Even though this sequel is underrated, it was followed up by the aforementioned third movie "The Karate Kid Part III" and (sigh) a fourth movie, "The Next Karate Kid" in 1994 which starred future Oscar-winning actress, Hilary Swank. "The Karate Kid Part II" based on it's own merits did spawn a short-lived cartoon series, as well as a horribly difficult NES game that is referred to as "The Karate Kid: The Video Game." The third installment of the series involved Daniel returning to The United States with Mr. Miyagi and becoming fed up with Miyagi's ways. Daniel comes under the guidance of Terry Silver, a wealthy karate teacher, who actually is an old friend of Kreese, the instructor of the Cobra Kais. The third movie focused more on Daniel turning his back on Miyagi, only to return to his teachings once again to win the Karate Championship. I always see the third film to be more of a remake of the first Karate Kid, since it ends almost the same way, except with Daniel facing a different opponent in the finals, the antagonist, Mike. The Karate Kid Part II deserves to be considered the most underrated movie sequel of all time because it is rated much lower than the first, yet it continues the story so well.Does it hold up?

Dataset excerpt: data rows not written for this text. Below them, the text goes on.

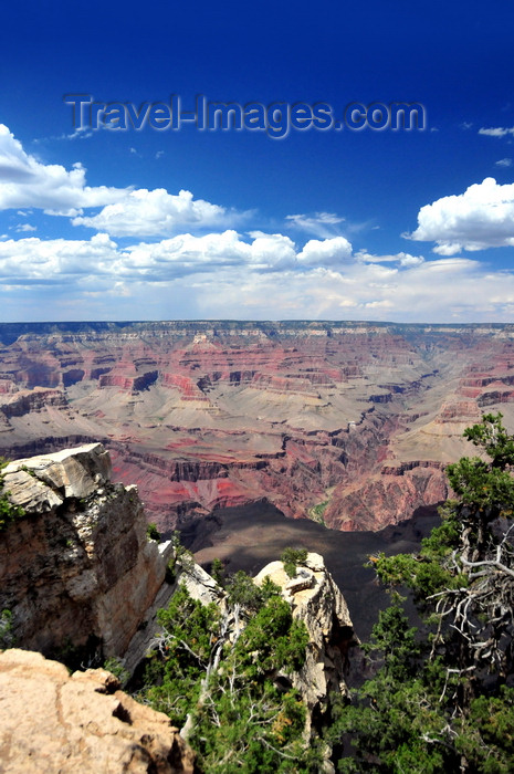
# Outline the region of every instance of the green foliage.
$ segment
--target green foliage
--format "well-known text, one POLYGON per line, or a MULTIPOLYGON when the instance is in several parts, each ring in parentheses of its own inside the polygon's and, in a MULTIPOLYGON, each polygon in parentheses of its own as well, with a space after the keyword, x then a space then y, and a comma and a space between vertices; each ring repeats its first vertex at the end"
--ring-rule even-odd
POLYGON ((12 634, 12 613, 11 610, 2 610, 0 615, 0 650, 13 648, 15 646, 15 637, 12 634))
POLYGON ((339 771, 506 774, 514 761, 514 437, 485 415, 465 437, 490 460, 463 458, 448 474, 459 500, 417 555, 371 557, 390 587, 412 589, 422 628, 401 597, 380 614, 369 645, 378 667, 339 703, 333 741, 349 734, 339 771), (512 530, 512 529, 511 529, 512 530))
POLYGON ((294 578, 296 575, 296 567, 298 564, 305 564, 307 561, 307 553, 306 548, 284 548, 280 558, 290 578, 294 578))
POLYGON ((189 726, 202 771, 314 774, 319 759, 303 742, 305 707, 296 691, 274 684, 277 671, 303 663, 308 635, 277 587, 263 587, 237 573, 227 609, 179 587, 158 614, 162 635, 148 659, 143 699, 189 726), (229 637, 240 613, 248 623, 229 637))
POLYGON ((155 522, 150 522, 146 525, 146 536, 150 541, 160 541, 160 532, 158 531, 157 524, 155 524, 155 522))

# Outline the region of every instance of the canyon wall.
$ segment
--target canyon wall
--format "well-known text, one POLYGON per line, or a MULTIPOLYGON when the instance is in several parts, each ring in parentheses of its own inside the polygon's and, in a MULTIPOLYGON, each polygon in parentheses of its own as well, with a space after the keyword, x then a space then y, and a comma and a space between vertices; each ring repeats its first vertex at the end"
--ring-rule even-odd
POLYGON ((448 494, 463 429, 514 429, 514 326, 0 325, 0 454, 102 441, 170 534, 268 499, 379 530, 448 494))
POLYGON ((0 652, 3 774, 195 774, 169 718, 138 704, 103 669, 69 676, 27 650, 0 652))

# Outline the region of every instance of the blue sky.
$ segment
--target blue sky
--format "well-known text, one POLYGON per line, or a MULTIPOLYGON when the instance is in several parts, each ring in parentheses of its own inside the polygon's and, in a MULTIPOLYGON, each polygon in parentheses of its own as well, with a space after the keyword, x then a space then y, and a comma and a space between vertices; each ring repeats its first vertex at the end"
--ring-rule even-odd
POLYGON ((513 32, 505 0, 6 3, 0 321, 512 322, 513 32), (76 132, 76 93, 427 128, 76 132))

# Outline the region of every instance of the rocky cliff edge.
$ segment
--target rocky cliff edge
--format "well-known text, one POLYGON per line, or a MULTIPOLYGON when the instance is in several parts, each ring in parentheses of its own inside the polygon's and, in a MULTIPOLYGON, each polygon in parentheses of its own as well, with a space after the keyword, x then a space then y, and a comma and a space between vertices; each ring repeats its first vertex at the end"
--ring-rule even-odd
POLYGON ((0 771, 193 774, 195 755, 169 718, 118 689, 103 669, 70 677, 40 653, 0 652, 0 771))
POLYGON ((0 610, 24 648, 93 639, 122 656, 165 579, 167 544, 146 535, 135 487, 113 484, 101 443, 11 462, 3 492, 23 509, 0 533, 0 610))

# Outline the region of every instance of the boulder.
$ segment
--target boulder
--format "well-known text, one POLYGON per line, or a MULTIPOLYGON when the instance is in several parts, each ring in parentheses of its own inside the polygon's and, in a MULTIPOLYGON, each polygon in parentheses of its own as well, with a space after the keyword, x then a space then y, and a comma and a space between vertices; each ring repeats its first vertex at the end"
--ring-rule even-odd
POLYGON ((169 718, 138 704, 104 669, 71 677, 40 653, 0 652, 3 774, 195 774, 169 718))

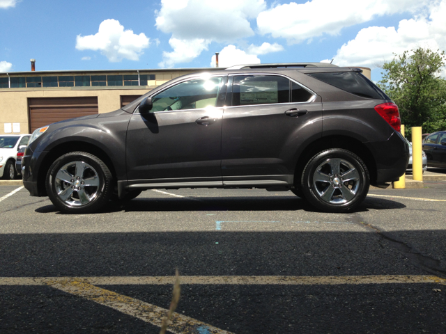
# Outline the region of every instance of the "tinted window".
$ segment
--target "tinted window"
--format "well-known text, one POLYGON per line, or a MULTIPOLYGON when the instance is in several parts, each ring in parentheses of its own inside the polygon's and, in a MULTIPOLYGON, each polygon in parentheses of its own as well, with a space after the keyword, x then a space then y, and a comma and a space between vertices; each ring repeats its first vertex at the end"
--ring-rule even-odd
POLYGON ((232 105, 266 104, 290 102, 290 81, 274 75, 234 77, 232 105))
POLYGON ((425 143, 426 144, 435 144, 437 143, 437 138, 438 138, 438 134, 433 134, 426 138, 425 143))
POLYGON ((308 75, 362 97, 390 100, 373 82, 357 72, 312 73, 308 75))
POLYGON ((291 102, 306 102, 313 95, 303 87, 298 85, 295 82, 291 81, 291 102))
POLYGON ((221 77, 197 79, 178 84, 152 98, 153 111, 195 109, 217 106, 221 77))

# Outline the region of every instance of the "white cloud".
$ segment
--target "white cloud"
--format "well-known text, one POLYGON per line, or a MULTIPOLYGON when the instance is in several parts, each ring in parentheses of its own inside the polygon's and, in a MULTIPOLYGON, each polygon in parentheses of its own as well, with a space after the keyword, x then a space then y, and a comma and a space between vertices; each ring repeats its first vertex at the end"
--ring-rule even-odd
POLYGON ((333 63, 339 66, 376 67, 391 61, 394 53, 419 47, 446 49, 446 0, 431 7, 427 17, 415 16, 399 22, 395 27, 370 26, 360 31, 355 39, 337 50, 333 63))
POLYGON ((160 66, 191 61, 212 42, 225 42, 254 35, 250 19, 264 10, 264 0, 162 0, 156 27, 171 33, 173 52, 163 52, 160 66))
MULTIPOLYGON (((218 55, 218 66, 229 67, 235 65, 260 64, 260 59, 254 54, 247 54, 234 45, 228 45, 223 48, 218 55)), ((215 67, 215 55, 212 56, 210 66, 215 67)))
POLYGON ((15 5, 19 2, 20 2, 20 0, 0 0, 0 8, 15 7, 15 5))
POLYGON ((429 0, 312 0, 279 5, 261 13, 257 26, 261 34, 286 38, 296 44, 324 33, 338 35, 347 26, 377 16, 419 10, 429 0))
POLYGON ((105 19, 99 26, 95 35, 76 38, 76 49, 78 50, 100 51, 111 62, 123 59, 139 61, 144 54, 143 49, 148 47, 149 38, 141 33, 133 33, 132 30, 124 30, 124 26, 116 19, 105 19))
POLYGON ((278 52, 284 51, 284 47, 277 43, 270 44, 266 42, 263 42, 261 46, 257 47, 254 44, 249 45, 247 52, 249 54, 266 54, 270 52, 278 52))
POLYGON ((0 61, 0 72, 9 72, 13 68, 13 64, 7 61, 0 61))
POLYGON ((173 67, 178 63, 187 63, 198 57, 203 50, 208 49, 208 40, 178 40, 171 38, 169 44, 174 51, 162 52, 163 61, 158 64, 160 67, 173 67))

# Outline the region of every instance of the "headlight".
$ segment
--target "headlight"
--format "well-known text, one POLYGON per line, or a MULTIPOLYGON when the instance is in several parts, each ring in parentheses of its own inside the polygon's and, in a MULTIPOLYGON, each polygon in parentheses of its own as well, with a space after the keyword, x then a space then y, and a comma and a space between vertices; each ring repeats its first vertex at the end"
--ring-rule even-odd
POLYGON ((33 132, 33 134, 31 136, 31 138, 29 138, 29 142, 28 143, 28 145, 31 144, 33 141, 34 141, 36 139, 37 139, 40 136, 42 136, 44 134, 44 132, 47 131, 49 126, 49 125, 47 125, 45 127, 39 127, 38 129, 35 129, 34 132, 33 132))

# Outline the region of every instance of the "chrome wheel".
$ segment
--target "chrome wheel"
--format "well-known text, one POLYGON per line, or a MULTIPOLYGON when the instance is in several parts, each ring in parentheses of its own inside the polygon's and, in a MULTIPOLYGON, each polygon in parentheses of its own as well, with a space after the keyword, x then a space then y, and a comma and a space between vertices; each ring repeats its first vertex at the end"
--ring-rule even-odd
POLYGON ((15 170, 14 169, 14 165, 10 164, 9 169, 9 180, 14 180, 15 178, 15 170))
POLYGON ((98 172, 84 161, 64 164, 56 173, 54 182, 57 196, 70 207, 86 205, 100 190, 98 172))
POLYGON ((351 202, 360 186, 360 173, 343 159, 327 159, 313 174, 313 188, 327 203, 339 205, 351 202))

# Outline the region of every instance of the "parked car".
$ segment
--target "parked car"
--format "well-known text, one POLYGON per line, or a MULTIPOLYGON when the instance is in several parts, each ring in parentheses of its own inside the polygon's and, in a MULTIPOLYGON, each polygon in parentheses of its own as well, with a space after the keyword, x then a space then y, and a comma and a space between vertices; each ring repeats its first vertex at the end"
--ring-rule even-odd
POLYGON ((3 180, 17 177, 15 161, 17 151, 28 145, 31 134, 0 135, 0 175, 3 180))
MULTIPOLYGON (((410 154, 410 157, 409 158, 409 164, 407 165, 406 172, 412 173, 412 143, 406 139, 406 141, 409 144, 409 154, 410 154)), ((427 170, 427 157, 424 151, 422 151, 422 164, 423 168, 423 173, 427 170)))
POLYGON ((183 76, 116 111, 36 130, 24 184, 72 213, 201 187, 291 190, 318 209, 351 211, 409 159, 398 107, 361 72, 293 63, 183 76))
POLYGON ((22 159, 25 155, 26 146, 22 146, 17 152, 17 159, 15 160, 15 171, 17 175, 22 176, 22 159))
POLYGON ((429 167, 446 167, 446 131, 431 134, 423 141, 429 167))

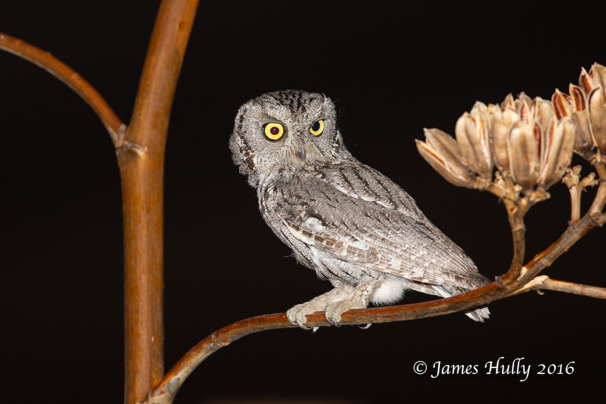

Of all the underrated movie sequels I have mentioned in this article, this one holds up the best. I have seen this movie not too long ago on television, and I have to say I like watching this movie now more than I did when I was little. This movie still has plenty of drama and action, even more than the first Karate Kid film has. What's interesting is to compare this series with the Rocky series. Both films have the same underdog story, yet for some reason, the Rocky sequels got better until they went overboard with the awful Rocky V. "The Karate Kid Part II" also has plenty of cameos from actors who are now well known stars such as B.D. Wong of Law and Order, and Clarence Gilyard Jr., who is in "Die Hard" as well as "Walker, Texas Ranger." Peter Cetera's voice makes a cameo during the running on the beach scene, with his song "Glory of Love." This Peter Cetera hit single was a part of VH1 and Blender magazine's "Awesomely Bad Love Songs" a few years back, but it is underrated much like the movie it appears in. "The Karate Kid Part II" is the personification of a movie sequel that is underrated, it has everything the original has and more: action, romance, drama, and even a fight to the death. I always shall look forward to watching the movie and in my heart it shall not be underrated, but merely just rated incorrectly.
Ralph Macchio and the late Pat Morita
Well there you have it, my first article. I hope this allows you to look back at these sequels and see that they aren't so bad, and that maybe it is us who are to blame for judging them. We shouldn't really be so hard on them, because after all, most of their existence is due to an attempt to make money off the originals. We should see them as desperate efforts to recapture the magic of their original counterparts and nothing more.